When I went back to the classroom at the end of January my plan was to write an education article every week. I wasn’t sure exactly what it would be as an end product in these beginning stages. I find with some writing projects they morph into what they truly are as I move along.
Maybe it would be blog posts.
Maybe it would be a series of Medium articles.
Maybe it would be a book.
As a coach, I found it harder and harder to write the type of articles I wanted to put into the world because I teach with a lot of nuance. It was one of the reasons I wanted to go back to the classroom. There are day to day decisions I make with kids especially in the area of writing that I cannot remember later. I have to write it as a journal type piece, at least at first. My coaching position had me split between two buildings and too many classrooms to count. I found it increasingly frustrating to find my way into what I wanted to say.
In January, I changed states and jobs and went back to teaching Kindergarten. It was a rough adjustment and the students had been through several weeks of trauma. We were finding our new rhythms quickly.
Then COVID 19 took hold of the world. I went home on a Friday thinking I was returning to school on Monday. I got the email later that evening that we were not returning. “More info to come,” the email read.
No one was allowed in the building. Our fobs had been shut off.
Now I’m trying to teach kindergarten through distance learning – with no prior system in my district. These students are also ones I have had for weeks – not months. There were things that they would have know if they had been with me since August, but that wasn’t the situation we were in.
On Zoom, I cannot teach protocols for my students to talk with each other and learn. They learn how to mute and unmute themselves instead.
I don’t have all my students with me on Zoom meetings because this time is hard for a lot of my parents. The kids are being moved around to relatives and friends and my parents are still trying to work.
There are no hugs and no pats of encouragement on Zoom. I cannot walk around and help my students tap out their words. On Zoom I have the added audience of parents. Not bad, just different.
On Zoom there are no centers where all the extra paper goes and all my kids flock to it at all times of the day to make their books. This is something I miss every day.
Right before we left school one of my students latched onto the idea of a carrot – the upside down V to insert something that you have no space for when handwriting. (Somehow I think that can be an essay in itself!) He turned it into an angry carrot illustration. It was a gateway into him co-authoring a book of him and I going to to the park together. He had not said more than a couple of words to me at a time up to that point. It was a moment of entry.

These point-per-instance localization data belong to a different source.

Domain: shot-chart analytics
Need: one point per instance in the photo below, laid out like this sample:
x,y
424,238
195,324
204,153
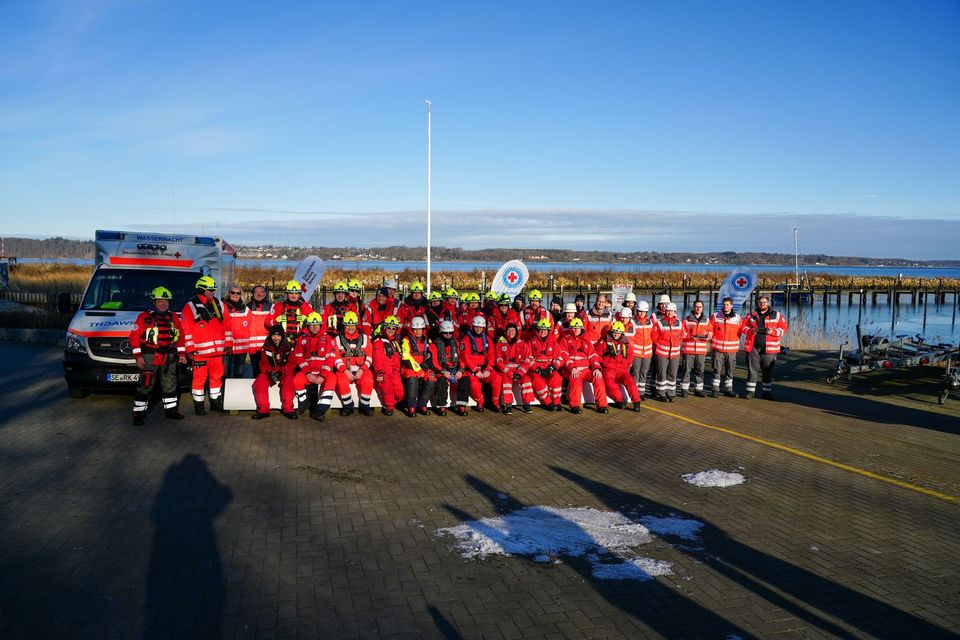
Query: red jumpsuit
x,y
274,360
386,371
204,337
616,358
513,358
546,352
477,354
353,353
377,313
582,358
313,356
290,316
497,322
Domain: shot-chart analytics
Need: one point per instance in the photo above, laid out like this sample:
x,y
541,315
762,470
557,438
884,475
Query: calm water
x,y
831,323
398,266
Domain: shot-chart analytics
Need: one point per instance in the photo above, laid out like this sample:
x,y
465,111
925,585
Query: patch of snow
x,y
714,478
641,569
544,533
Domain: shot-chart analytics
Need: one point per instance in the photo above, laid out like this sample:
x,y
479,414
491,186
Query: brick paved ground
x,y
224,527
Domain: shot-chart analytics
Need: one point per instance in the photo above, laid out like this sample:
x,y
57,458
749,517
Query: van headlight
x,y
75,343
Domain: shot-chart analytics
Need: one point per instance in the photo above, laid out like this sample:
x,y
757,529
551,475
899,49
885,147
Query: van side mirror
x,y
65,303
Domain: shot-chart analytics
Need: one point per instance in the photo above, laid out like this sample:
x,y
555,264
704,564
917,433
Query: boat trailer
x,y
905,352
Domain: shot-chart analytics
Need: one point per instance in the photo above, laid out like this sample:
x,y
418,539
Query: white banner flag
x,y
739,285
308,275
511,278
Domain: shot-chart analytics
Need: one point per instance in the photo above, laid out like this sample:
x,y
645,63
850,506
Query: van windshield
x,y
129,289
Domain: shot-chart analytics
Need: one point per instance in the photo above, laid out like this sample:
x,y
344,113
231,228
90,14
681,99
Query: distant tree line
x,y
65,248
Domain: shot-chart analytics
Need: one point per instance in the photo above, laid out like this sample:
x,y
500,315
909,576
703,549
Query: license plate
x,y
123,377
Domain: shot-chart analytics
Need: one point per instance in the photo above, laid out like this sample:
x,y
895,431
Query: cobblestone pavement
x,y
219,526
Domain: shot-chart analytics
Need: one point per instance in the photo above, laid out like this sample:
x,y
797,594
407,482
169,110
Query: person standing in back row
x,y
763,329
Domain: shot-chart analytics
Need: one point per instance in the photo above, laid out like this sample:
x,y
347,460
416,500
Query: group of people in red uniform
x,y
439,351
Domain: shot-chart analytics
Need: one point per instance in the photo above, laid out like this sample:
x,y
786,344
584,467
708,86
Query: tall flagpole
x,y
429,188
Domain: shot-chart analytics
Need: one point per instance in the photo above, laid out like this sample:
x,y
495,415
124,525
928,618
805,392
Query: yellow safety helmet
x,y
161,293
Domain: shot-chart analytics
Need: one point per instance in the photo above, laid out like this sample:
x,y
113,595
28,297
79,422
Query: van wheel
x,y
77,393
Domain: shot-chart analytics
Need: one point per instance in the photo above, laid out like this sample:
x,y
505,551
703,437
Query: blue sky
x,y
682,126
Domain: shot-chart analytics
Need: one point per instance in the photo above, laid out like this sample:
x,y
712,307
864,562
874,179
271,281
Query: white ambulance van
x,y
128,266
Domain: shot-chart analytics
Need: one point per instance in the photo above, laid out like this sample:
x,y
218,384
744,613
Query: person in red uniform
x,y
477,353
501,316
582,363
547,358
694,350
445,354
668,334
727,327
381,308
763,329
616,357
157,342
238,321
334,310
417,369
313,366
261,311
352,362
386,364
276,367
290,312
511,362
414,305
534,313
642,342
203,338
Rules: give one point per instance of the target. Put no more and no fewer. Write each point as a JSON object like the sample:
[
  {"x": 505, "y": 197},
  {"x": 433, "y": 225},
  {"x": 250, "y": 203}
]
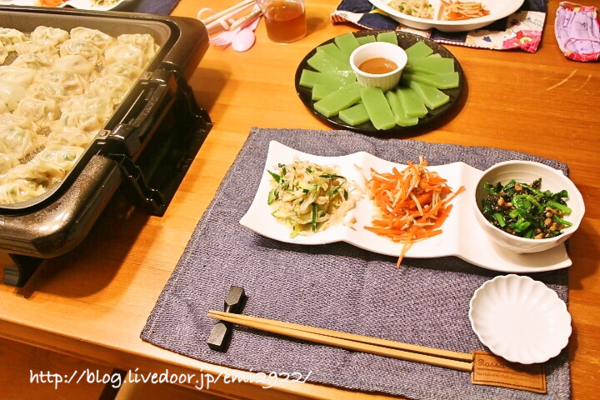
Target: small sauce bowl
[{"x": 389, "y": 51}]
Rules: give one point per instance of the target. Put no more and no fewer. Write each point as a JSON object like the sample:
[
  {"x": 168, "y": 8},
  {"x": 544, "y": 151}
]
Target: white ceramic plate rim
[
  {"x": 462, "y": 235},
  {"x": 527, "y": 286},
  {"x": 498, "y": 10},
  {"x": 79, "y": 4}
]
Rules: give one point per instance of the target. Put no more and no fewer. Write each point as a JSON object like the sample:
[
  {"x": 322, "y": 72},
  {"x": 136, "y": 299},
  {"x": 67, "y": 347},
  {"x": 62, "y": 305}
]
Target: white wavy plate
[
  {"x": 79, "y": 4},
  {"x": 498, "y": 9},
  {"x": 520, "y": 319},
  {"x": 462, "y": 236}
]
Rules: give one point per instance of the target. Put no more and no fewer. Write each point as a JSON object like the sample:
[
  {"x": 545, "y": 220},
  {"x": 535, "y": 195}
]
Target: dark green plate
[{"x": 405, "y": 40}]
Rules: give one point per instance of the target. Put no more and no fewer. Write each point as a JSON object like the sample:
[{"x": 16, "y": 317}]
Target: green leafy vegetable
[{"x": 525, "y": 210}]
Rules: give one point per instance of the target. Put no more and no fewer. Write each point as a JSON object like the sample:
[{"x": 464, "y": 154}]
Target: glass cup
[{"x": 285, "y": 19}]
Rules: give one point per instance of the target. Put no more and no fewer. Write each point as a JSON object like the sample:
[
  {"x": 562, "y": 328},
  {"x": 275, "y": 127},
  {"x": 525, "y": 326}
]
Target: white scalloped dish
[
  {"x": 520, "y": 319},
  {"x": 462, "y": 236}
]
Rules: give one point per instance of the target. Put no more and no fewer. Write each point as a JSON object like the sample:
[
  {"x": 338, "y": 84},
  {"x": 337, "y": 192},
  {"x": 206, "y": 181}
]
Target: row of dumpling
[
  {"x": 26, "y": 181},
  {"x": 55, "y": 96}
]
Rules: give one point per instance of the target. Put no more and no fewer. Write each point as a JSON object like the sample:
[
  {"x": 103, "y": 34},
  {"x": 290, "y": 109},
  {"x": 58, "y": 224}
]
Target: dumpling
[
  {"x": 42, "y": 47},
  {"x": 101, "y": 105},
  {"x": 18, "y": 75},
  {"x": 48, "y": 90},
  {"x": 33, "y": 61},
  {"x": 9, "y": 37},
  {"x": 85, "y": 49},
  {"x": 47, "y": 167},
  {"x": 98, "y": 38},
  {"x": 62, "y": 156},
  {"x": 113, "y": 86},
  {"x": 71, "y": 136},
  {"x": 141, "y": 40},
  {"x": 3, "y": 53},
  {"x": 11, "y": 119},
  {"x": 87, "y": 121},
  {"x": 11, "y": 94},
  {"x": 71, "y": 83},
  {"x": 7, "y": 162},
  {"x": 19, "y": 190},
  {"x": 17, "y": 142},
  {"x": 73, "y": 63},
  {"x": 40, "y": 112},
  {"x": 54, "y": 35},
  {"x": 123, "y": 69},
  {"x": 125, "y": 53}
]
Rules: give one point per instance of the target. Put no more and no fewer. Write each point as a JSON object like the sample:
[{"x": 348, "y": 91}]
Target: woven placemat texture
[{"x": 335, "y": 286}]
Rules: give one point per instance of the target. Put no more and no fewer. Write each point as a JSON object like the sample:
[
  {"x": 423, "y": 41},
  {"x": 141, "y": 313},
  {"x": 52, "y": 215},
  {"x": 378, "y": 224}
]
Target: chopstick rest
[{"x": 220, "y": 335}]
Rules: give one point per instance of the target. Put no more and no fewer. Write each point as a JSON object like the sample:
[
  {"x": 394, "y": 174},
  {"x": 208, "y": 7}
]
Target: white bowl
[
  {"x": 379, "y": 49},
  {"x": 520, "y": 319},
  {"x": 526, "y": 172}
]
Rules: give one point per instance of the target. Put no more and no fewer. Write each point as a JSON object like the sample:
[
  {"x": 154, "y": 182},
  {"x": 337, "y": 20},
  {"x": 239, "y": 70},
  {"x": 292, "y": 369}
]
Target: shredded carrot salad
[
  {"x": 413, "y": 204},
  {"x": 458, "y": 10}
]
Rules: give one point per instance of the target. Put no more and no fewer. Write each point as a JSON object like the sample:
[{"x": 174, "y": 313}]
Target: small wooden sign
[{"x": 492, "y": 370}]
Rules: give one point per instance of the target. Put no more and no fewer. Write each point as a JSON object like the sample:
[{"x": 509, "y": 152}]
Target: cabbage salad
[{"x": 309, "y": 197}]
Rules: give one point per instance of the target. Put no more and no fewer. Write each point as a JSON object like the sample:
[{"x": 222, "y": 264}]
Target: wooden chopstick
[
  {"x": 365, "y": 344},
  {"x": 218, "y": 15},
  {"x": 246, "y": 18}
]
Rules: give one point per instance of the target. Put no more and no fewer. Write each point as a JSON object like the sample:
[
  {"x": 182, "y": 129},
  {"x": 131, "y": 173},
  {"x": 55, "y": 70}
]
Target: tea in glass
[{"x": 285, "y": 19}]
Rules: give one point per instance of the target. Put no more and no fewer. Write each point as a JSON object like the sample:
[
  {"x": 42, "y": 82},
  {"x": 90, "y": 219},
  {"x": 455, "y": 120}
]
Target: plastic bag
[{"x": 578, "y": 31}]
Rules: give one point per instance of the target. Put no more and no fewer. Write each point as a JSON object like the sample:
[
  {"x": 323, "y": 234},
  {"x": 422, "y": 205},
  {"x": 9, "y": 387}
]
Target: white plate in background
[
  {"x": 498, "y": 9},
  {"x": 79, "y": 4},
  {"x": 462, "y": 235}
]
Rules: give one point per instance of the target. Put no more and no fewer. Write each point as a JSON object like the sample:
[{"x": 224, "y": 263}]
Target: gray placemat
[{"x": 335, "y": 286}]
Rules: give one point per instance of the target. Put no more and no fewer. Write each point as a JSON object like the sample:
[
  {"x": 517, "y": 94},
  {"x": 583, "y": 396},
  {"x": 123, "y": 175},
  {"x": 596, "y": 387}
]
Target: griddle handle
[
  {"x": 130, "y": 136},
  {"x": 21, "y": 270}
]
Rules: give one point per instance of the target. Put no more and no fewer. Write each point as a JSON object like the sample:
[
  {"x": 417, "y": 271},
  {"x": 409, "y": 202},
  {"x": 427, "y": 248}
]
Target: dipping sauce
[
  {"x": 378, "y": 65},
  {"x": 285, "y": 20}
]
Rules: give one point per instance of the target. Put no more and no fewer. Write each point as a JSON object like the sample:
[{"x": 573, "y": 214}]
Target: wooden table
[{"x": 94, "y": 302}]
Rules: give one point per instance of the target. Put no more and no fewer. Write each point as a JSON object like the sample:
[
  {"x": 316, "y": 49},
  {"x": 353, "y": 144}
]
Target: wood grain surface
[{"x": 93, "y": 302}]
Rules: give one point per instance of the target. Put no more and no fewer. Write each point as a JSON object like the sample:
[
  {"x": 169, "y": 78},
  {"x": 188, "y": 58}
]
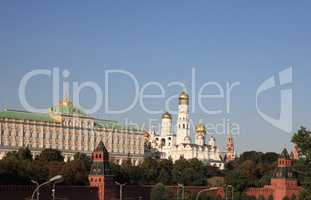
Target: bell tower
[
  {"x": 100, "y": 174},
  {"x": 200, "y": 133},
  {"x": 183, "y": 125},
  {"x": 230, "y": 155}
]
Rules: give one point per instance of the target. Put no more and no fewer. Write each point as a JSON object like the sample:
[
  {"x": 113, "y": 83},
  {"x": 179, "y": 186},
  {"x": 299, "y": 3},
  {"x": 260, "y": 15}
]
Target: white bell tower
[
  {"x": 183, "y": 125},
  {"x": 166, "y": 127}
]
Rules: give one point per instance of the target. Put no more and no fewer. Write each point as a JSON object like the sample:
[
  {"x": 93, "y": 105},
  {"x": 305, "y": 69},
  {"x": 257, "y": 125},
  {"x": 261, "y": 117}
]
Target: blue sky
[{"x": 244, "y": 41}]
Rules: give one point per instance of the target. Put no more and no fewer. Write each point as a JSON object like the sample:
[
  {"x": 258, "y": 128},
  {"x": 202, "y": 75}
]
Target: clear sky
[{"x": 236, "y": 41}]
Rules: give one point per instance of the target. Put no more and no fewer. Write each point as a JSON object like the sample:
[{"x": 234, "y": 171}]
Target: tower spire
[{"x": 230, "y": 147}]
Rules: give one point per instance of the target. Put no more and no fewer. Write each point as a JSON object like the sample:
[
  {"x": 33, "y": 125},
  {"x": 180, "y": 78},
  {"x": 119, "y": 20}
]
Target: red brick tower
[
  {"x": 295, "y": 153},
  {"x": 230, "y": 154},
  {"x": 100, "y": 172},
  {"x": 284, "y": 180}
]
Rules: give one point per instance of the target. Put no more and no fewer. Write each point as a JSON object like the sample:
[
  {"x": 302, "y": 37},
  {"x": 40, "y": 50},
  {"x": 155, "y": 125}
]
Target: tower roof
[
  {"x": 166, "y": 115},
  {"x": 200, "y": 128},
  {"x": 66, "y": 107},
  {"x": 183, "y": 98}
]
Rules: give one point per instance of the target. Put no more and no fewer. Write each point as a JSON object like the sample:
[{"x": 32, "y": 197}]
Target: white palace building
[
  {"x": 178, "y": 145},
  {"x": 69, "y": 130}
]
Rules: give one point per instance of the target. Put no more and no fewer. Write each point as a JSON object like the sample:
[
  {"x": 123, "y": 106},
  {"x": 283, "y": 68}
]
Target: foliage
[
  {"x": 160, "y": 192},
  {"x": 19, "y": 168},
  {"x": 251, "y": 169}
]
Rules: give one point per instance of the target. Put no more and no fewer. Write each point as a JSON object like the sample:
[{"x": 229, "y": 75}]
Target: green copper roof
[
  {"x": 23, "y": 115},
  {"x": 67, "y": 108},
  {"x": 285, "y": 154},
  {"x": 107, "y": 124}
]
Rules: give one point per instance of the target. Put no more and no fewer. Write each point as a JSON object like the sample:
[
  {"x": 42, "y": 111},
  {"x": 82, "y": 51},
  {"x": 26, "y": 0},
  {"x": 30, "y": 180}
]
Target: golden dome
[
  {"x": 200, "y": 128},
  {"x": 146, "y": 137},
  {"x": 183, "y": 98},
  {"x": 183, "y": 95},
  {"x": 166, "y": 115}
]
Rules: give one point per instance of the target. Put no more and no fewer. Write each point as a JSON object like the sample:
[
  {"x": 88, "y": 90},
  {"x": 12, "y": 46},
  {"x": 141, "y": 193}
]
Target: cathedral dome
[
  {"x": 183, "y": 98},
  {"x": 200, "y": 128},
  {"x": 166, "y": 115}
]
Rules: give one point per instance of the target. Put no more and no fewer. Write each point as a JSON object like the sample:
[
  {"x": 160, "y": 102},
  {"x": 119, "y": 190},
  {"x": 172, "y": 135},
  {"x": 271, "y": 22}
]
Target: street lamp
[
  {"x": 121, "y": 188},
  {"x": 37, "y": 184},
  {"x": 183, "y": 190},
  {"x": 232, "y": 191},
  {"x": 55, "y": 179},
  {"x": 205, "y": 190}
]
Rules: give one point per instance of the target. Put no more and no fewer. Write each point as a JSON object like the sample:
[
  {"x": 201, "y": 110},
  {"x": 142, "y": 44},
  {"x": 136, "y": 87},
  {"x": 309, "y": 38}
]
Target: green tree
[
  {"x": 48, "y": 155},
  {"x": 160, "y": 192},
  {"x": 85, "y": 159},
  {"x": 75, "y": 173}
]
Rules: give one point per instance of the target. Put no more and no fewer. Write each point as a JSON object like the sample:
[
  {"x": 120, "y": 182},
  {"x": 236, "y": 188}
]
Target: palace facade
[
  {"x": 175, "y": 146},
  {"x": 69, "y": 130}
]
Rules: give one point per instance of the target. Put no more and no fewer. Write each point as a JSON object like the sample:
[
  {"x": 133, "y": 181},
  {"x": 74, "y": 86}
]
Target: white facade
[
  {"x": 179, "y": 145},
  {"x": 69, "y": 131}
]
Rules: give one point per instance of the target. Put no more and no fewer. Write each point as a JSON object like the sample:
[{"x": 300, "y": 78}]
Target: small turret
[
  {"x": 183, "y": 98},
  {"x": 200, "y": 133}
]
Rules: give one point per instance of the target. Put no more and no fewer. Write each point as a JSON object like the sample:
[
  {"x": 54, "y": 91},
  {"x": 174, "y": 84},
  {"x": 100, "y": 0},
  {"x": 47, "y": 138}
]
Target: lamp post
[
  {"x": 58, "y": 180},
  {"x": 37, "y": 184},
  {"x": 205, "y": 190},
  {"x": 228, "y": 187},
  {"x": 55, "y": 179},
  {"x": 121, "y": 188},
  {"x": 182, "y": 191}
]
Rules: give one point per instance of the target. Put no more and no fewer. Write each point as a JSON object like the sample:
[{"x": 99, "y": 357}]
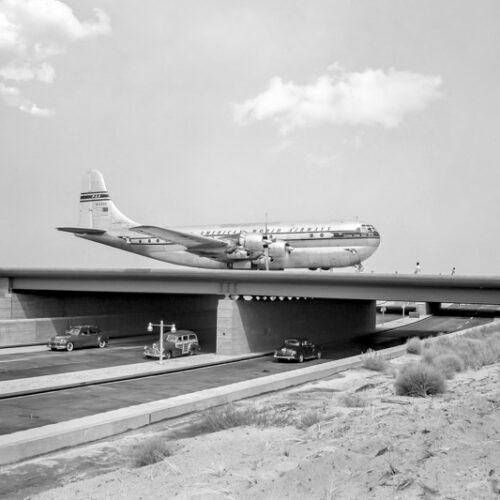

Teaching in the classroom was a beautiful 7 layer cake – bakery quality. It had the perfect ratio of frosting to cake. It was decorated and you looked forward to eating it because you made it from scratch and knew it will be delicious. Every bite delicious!
Distance learning is that same cake, but it is all mashed up and crumbled and layered in a trifle dish . It isn’t quite the elegant dessert of the 7 layer cake. It still tastes good, but it is not refined and is a mess. There are other things added like strawberries and whipped cream and they are spilling out of the sides of the glass dish.
I am looking forward to eating my cake in the fall.